We end today's show on a sad, happy note. Sad because our associate producer Mooj Zadie is leaving our show, but happy for him because he's moving to a great position as a producer of the Vox podcast "Today, Explained." I'll miss his creativity, his passion for audio, video and film and his production skills in all of the above. And I'll miss talking with him about radio and podcasts and movies. He's tipped me off to some great stuff to watch and listen to.
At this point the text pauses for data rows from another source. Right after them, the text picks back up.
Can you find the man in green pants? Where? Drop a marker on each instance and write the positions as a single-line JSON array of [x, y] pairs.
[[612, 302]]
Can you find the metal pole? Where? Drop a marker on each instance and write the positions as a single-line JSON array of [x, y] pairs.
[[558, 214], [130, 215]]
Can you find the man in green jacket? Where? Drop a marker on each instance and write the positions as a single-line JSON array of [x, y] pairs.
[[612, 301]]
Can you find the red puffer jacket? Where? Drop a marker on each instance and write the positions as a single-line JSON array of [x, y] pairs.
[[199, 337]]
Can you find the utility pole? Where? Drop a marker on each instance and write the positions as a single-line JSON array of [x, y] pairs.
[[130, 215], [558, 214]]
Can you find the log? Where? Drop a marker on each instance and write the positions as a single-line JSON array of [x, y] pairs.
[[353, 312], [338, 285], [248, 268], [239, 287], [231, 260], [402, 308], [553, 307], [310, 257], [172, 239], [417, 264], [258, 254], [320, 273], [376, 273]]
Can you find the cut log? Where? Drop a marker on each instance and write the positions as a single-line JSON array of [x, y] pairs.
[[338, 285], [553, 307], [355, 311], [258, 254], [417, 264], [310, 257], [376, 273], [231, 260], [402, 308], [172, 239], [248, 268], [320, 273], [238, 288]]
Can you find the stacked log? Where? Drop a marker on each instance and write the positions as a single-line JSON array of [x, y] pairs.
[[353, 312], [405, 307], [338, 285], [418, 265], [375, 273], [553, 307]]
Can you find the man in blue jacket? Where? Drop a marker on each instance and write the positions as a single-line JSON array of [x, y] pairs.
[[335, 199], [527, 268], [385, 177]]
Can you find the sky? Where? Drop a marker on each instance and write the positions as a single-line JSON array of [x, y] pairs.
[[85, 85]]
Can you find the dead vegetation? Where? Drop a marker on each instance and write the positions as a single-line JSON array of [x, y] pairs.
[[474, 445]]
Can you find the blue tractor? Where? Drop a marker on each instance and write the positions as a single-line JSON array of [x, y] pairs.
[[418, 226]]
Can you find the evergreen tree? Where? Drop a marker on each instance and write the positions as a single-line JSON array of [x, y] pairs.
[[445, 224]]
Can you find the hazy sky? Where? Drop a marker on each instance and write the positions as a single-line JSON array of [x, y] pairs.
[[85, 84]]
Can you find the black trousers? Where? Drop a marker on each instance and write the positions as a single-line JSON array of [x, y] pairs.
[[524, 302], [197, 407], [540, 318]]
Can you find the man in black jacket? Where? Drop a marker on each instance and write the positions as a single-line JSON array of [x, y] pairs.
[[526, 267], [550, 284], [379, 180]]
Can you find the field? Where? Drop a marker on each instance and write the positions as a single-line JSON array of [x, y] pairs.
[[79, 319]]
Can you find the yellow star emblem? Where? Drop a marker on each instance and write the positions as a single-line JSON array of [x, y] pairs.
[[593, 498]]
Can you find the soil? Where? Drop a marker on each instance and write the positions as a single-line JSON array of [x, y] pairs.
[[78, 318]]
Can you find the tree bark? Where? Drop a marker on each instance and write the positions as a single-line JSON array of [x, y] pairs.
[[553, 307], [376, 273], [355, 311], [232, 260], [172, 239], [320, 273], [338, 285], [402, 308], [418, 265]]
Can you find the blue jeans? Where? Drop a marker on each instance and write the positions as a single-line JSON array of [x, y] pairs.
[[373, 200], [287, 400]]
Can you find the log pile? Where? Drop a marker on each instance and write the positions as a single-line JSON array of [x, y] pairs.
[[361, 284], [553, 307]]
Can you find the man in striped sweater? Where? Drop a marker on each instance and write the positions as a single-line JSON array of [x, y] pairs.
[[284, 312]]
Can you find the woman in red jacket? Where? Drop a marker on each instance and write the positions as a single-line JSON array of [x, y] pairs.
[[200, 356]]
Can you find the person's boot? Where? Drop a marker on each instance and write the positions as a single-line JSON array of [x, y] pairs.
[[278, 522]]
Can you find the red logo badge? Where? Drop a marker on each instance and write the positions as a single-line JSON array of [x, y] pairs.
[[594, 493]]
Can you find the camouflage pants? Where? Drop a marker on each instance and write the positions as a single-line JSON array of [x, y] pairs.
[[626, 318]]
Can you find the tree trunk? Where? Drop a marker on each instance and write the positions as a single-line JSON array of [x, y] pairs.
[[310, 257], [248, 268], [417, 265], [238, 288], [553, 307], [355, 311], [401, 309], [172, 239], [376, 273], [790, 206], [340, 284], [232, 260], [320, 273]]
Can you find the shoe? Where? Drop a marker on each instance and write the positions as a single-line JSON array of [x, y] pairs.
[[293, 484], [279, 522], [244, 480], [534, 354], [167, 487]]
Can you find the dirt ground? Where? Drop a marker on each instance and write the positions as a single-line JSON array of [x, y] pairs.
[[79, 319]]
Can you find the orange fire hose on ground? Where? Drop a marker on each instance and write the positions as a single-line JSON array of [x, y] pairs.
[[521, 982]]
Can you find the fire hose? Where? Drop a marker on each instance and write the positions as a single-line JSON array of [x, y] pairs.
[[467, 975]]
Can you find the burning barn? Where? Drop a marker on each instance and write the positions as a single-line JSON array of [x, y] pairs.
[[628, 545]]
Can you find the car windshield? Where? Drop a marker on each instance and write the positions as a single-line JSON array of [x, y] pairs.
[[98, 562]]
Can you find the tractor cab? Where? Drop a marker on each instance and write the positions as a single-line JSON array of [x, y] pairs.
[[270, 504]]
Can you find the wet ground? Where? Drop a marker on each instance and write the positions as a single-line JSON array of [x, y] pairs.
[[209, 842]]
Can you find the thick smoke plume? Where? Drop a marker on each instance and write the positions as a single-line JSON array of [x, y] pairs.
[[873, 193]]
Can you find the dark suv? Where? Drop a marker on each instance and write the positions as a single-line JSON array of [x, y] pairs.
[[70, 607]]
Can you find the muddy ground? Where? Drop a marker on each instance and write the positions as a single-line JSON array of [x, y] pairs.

At the end of Monday's show, on the day of FRESH AIR's 33rd anniversary as a daily national program, I talked about how frustrating it is for all of us who have something, like an anniversary, that we should be celebrating together as a group, instead to have to celebrate quietly, in isolation or semi-isolation. Now FRESH AIR has to say goodbye to Mooj without throwing him a goodbye party, you know, with all of us in the same room. But we still will be celebrating with him online. So, Mooj, see you soon - on my computer. We wish you all good things in your new position, and we wish you good health.